Your team will spend much more time deeply ingrained in your brand and will often be able to dictate the most suitable and on brand responses to certain requests. Gathering these and distilling them into key messaging, which is included in your official brand guidelines, will then support the learning of future employees entering your workforce.
Brand guidelines may need to be regularly updated based on different and new customer interactions. This doesn’t mean you’re brand guidelines are failing, it just means you’re building more complex and tangible reference documents.
When we talk about customer states, this is a consideration that customers don’t always feel ‘happy’. Your brand guidelines need to consider how to manage a customer who is disgruntled, angry, upset, disengaged as well as creating service messaging.
You can break this out into the content type, such as; a notification, article or blog post. The emotional state of the user; stressed, confused, interested, annoyed, etc. and finally, determining an appropriate tone of which to apply to the creation of the content.

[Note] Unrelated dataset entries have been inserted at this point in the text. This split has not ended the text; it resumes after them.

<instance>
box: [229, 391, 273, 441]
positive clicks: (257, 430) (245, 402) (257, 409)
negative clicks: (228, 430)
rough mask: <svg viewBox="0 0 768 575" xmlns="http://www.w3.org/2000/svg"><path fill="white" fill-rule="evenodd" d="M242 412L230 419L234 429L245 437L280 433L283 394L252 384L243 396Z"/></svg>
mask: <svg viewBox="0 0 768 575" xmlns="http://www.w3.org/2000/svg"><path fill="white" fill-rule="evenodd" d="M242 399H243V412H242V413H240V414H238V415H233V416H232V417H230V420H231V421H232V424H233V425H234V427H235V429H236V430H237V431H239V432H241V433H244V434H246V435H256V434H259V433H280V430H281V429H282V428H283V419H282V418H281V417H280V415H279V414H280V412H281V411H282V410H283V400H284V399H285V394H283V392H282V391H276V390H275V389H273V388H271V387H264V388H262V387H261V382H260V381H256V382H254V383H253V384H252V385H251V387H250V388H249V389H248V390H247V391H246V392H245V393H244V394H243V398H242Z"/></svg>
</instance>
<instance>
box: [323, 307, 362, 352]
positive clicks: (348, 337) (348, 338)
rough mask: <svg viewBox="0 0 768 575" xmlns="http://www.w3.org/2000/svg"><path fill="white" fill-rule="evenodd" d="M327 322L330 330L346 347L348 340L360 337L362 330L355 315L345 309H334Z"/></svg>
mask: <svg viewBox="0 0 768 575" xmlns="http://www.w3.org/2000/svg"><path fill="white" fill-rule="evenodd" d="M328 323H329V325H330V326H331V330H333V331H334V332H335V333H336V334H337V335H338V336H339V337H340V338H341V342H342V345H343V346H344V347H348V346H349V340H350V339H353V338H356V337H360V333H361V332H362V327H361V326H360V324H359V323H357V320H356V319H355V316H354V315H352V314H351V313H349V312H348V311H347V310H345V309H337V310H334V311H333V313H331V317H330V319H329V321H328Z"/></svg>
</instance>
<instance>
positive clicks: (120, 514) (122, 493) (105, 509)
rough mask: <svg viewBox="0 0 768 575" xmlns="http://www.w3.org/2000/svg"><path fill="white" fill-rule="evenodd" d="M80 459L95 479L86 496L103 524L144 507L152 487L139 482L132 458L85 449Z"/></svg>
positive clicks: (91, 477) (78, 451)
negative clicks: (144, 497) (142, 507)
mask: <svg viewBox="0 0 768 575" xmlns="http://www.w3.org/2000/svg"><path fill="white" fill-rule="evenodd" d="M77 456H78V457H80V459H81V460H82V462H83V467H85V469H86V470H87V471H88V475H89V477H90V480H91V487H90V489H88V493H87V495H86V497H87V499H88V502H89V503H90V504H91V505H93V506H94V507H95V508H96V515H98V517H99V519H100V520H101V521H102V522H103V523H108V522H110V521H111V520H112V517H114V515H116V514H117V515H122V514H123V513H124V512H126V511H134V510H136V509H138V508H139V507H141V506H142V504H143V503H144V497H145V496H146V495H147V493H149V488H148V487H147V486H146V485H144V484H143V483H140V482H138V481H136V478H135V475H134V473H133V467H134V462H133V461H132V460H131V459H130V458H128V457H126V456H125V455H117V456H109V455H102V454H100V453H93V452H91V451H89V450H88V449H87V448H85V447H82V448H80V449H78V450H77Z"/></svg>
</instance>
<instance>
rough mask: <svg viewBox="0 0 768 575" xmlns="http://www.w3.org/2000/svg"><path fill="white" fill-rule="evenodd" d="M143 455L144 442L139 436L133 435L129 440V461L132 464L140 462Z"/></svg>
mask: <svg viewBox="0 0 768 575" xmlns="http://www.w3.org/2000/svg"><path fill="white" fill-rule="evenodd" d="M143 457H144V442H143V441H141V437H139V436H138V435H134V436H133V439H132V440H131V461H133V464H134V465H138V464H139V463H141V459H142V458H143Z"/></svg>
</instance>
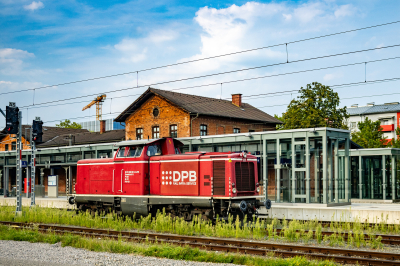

This will ensure that none of your personality is lost in translation whilst ensuring that you, first and foremost, meet the needs of your customer’s enquiry.
Even if your brand has a tendency to behave a little bit, ‘extra’, that doesn’t mean that every single message needs to be OTT. That means dialling back the exclamation marks (they lose all meaning after a while), ensuring your tone is still approachable whilst upholding the brand values.
Sprinkle your copy with your buzzwords, instead of overloading. Otherwise, it has a tendency to look amateur and often appear unclear as to what the end goal is.
A great example of a highly established and consistent brand tone of voice is Missguided. Aimed at young women and men who want fast and affordable fashion, with minimum time spent browsing.
They have slogans and phrases which appear across their branding, they address their community with pet-names and their customer services provides helpful advice whilst remaining conversational and youthful. The brand personality is well established, consistent and instantly recognisable.